Friday, February 17, 2017

Chart Lesson 1: Broadening Bottoms

Broadening Bottoms
Identification:
*Formation preceded by a declining price trend*

Shape:
Looks like a megaphone

Trend Lines:
Upper and Lower trend lines slope opposite of each other.  The upper line connects higher highs (resistance) while the lower line connects lower lows (support)

Touches:
At least 2 minor highs and 2 minor lows to be valid

*Be aware of a dead-cat bounce*

Trading Tactics:
Price Target:
Compute the difference between the highest high and the lowest low in the formation.  Add or subtract this value from the most recent high or low.  The result is the target price for the upward and downward breakouts.

Once recognizing the Broadening Bottoms formation:

When the price is going up:

Buy the Breakout Up:
Set a buy order above the Upper Trend (resistance) line

If the Breakout fails:

Go Short at the High:
Sell short after the price starts heading down from the top of the trend line.

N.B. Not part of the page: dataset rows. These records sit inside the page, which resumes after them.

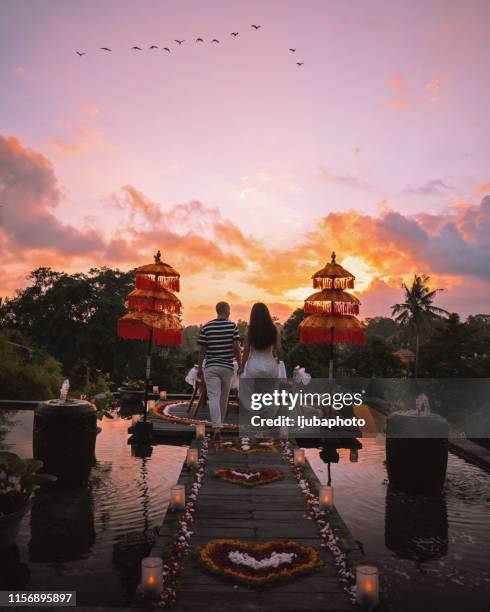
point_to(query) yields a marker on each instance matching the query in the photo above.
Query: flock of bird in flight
(180, 42)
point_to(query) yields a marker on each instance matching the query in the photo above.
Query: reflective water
(433, 553)
(90, 538)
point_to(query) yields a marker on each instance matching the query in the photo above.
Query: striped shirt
(217, 337)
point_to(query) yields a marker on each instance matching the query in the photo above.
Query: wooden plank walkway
(256, 514)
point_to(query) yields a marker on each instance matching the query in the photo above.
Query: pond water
(433, 553)
(90, 538)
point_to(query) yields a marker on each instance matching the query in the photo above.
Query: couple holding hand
(219, 343)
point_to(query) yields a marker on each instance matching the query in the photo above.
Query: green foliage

When the price is going down:

Sell the Breakout Down:
Set a sell order below the Lower Trend (support) line

If the Breakout Fails:

Go Long at the Low:
Buy after the stock makes it's turn at the lower trend line.



Partial Decline or Rise:


A partial decline from the top, or a partial rise from the bottom is a reliable breakout signal.  On a partial decline from the top, go long; on a partial rise, go short.

1 comment:

  1. Hello, enjoying this site so far! question, is there any large psychology of the masses that tries to explain why some of these patterns do form? or what goes on in the heads of the mutual fund managers as they inadvertently create this megaphone trend??